E ancora come è possibile una «terza forma di autocontraddizione del nulla». La strategia è presto detta: quanto di nuovo dell’«aporetica del nulla» si presenta nel libro ultimo è nella sua forma essenziale già incluso nella Struttura originaria. Incluso, anche se non era detto. Il che è affatto coerente con la tesi fondamentale di questa filosofia che spiega la nascita delle cose eterne in quanto riposano nello sfondo inapparente dell’Infinito con il loro entrare negli orizzonti sempre finiti dell’apparire del Tutto, e la loro morte con la loro uscita.

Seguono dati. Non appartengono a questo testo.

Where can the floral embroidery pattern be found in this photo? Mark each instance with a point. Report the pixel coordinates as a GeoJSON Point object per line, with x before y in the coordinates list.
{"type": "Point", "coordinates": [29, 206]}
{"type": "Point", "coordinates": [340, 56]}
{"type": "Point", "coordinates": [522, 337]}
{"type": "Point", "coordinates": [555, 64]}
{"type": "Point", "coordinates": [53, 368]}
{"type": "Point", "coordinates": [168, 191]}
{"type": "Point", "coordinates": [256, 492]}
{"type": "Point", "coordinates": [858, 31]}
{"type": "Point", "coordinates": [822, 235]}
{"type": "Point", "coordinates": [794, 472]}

Ma come spiegare la differenza tra l’apparire del Tutto in orizzonti sempre finiti, e l’inapparente essere infinito del Tutto? Severino ha dapprima risposto che l’Infinito appare negli infiniti circoli finiti del suo mai compiuto apparire. Risposta che lui stesso ha riconosciuto nsufficiente, dacché non colma la distanza tra l’apparire e l’essere (se si vuole: tra il pensiero e l’essere), al contrario l’eternizza. Nel libro La morte e la Terra si spinge oltre, affermando che nell’istante della morte «appare la totalità concreta e infinita dello sfondo». È, questo, un passaggio necessario della sua filosofia. Ma non ancora sufficiente: in Intorno al senso del nulla va ancora oltre: oltre l’istante della morte. Scrive: «A differenza di quanto si dice ne La morte e la Terra», lo «splendore dello sfondo» avviene «subito dopo tale istante, nell’avvento della Terra che salva, liberando lo sfondo e la pura terra dal contrasto con la terra isolata». (p. 98).

Le distinzioni si moltiplicano, «sfondo» e «splendore dello sfondo» sono diversi, come l’apparire della Totalità è diverso dall’apparire della Totalità liberata dal contrasto con la Terra isolata. Ma se l’istante della morte è ancora troppo legato alla vita, alla Terra isolata dal Destino, lo «splendore dello sfondo» che avviene subito dopo ricorda troppo da vicino quella pagina del Mondo come volontà e come rappresentazione sulla morte come liberazione dai limiti dell’io empirico. «L’uomo scrive Severino non muore all’interno di un vortice, di un divenire che lo travalica e sopravanza spingendolo nel nulla. L’uomo muore all’interno di se stesso. Muore come volontà singola all’interno di sé come cerchio eterno dell’apparire del destino» (ivi).

Esito paradossale di una filosofia che ha osato spingere il pensiero oltre ogni limite, anche quello della morte; ma che nel momento stesso che trova l’identità di Verità ed Essere scopre l’abisso che li tiene divisi. In eterno. Nell’eternità del Destino della necessità, che riconosce deve riconoscere eterna anche la Terra isolata dal Destino. La Pasqua della resurrezione e il Venerdì della passione restano in eterno uniti.

Esito paradossale, anzi sommamente aporetico, ma quanto mai istruttivo. L’incessante ritorno del filosofo sulle proprie soluzioni testimonia di un’inquietudine del pensiero che mai non s’acquieta; testimonia di quella infirmitas che è il carattere più proprio della pratica filosofica, che è sempre oltre la teoria in cui essa pur si costringe ad esporsi.